In the middle of this decade, then-revered Federal Reserve chief Alan Greenspan believed that information technology had transformed the very nature of recession. Just-in-time inventory, supply-chain dashboards, and an army of permalancers made adapting to changing business conditions so easy, so quick, that old-school recessions, defined by two consecutive quarters of economic shrinkage, would be a thing of the past. Instead, we would experience a series of microrecessions — a down month here or there, followed by upticks — all happening so quickly we barely felt the prick.
Ah, for the good old days of microrecessions.
What's happened now is something akin to the introduction of automated trading on Wall Street.
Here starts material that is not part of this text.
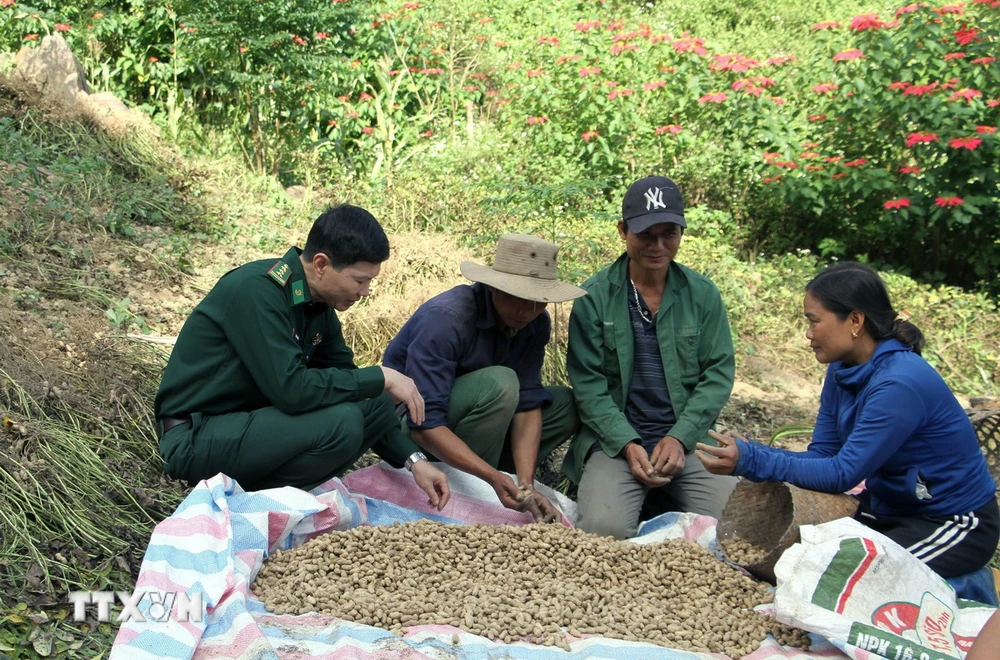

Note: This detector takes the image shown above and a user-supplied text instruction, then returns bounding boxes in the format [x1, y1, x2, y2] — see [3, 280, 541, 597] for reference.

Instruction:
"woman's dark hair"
[806, 261, 924, 355]
[302, 204, 389, 270]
What made 1987's Black Monday stock-market crash so devastating was the unforeseen triggering of an avalanche of selling by computer. After that, the market installed circuit breakers to prevent a recurrence.
What Wall Street had two decades ago, we now have business at large. Idiocracy, the hilariously dystopian Mike Judge movie, has a scene where the clueless CEO of a giant corporation complains that the computers laid everyone off when the stock dropped. That's something close to what happened in the Panic of '08. As bad news cascaded through the system, they triggered layoffs and cutbacks, which then prompted consumers to cut spending, causing yet more danger bells to ring.
And all of this unfolded amidst a global economy already in recession. China and India, once seen as engines of growth for the world, are in parlous states. Most frighteningly, China's imports, which have propped up old-world economies like Germany, dropped 18 percent from a year ago. India, already running a large budget deficit, has little room to stimulate its economy. Dropping oil prices, meanwhile, have taken the wind out of petroeconomies like Russia, Venezuela, and Saudi Arabia.
That's why I think the recession could be far longer than the 18 months most economists predict. Where, exactly, is growth supposed to come from? U.S. consumers and businesses are reeling from debt. The rest of the world is hardly better off. The expectation that government spending will lift us out of this mess seems akin to expecting that President Change will deliver us all a new bicycle.
The Pollyanna response is that the same information technology which helped the recession unfold so quickly will help businesses spot opportunities for growth, making the recovery all the quicker. I doubt it. Human psychology teaches us that we are far more motivated by fear of loss than the promise of gain. (Greed, it turns out, is good — because it's so much scarcer than we imagine.) Singed by the suddenness of panic, we will be much less likely to respond to glimmers of hope. 18 months? We should be so lucky. Try three years — or longer.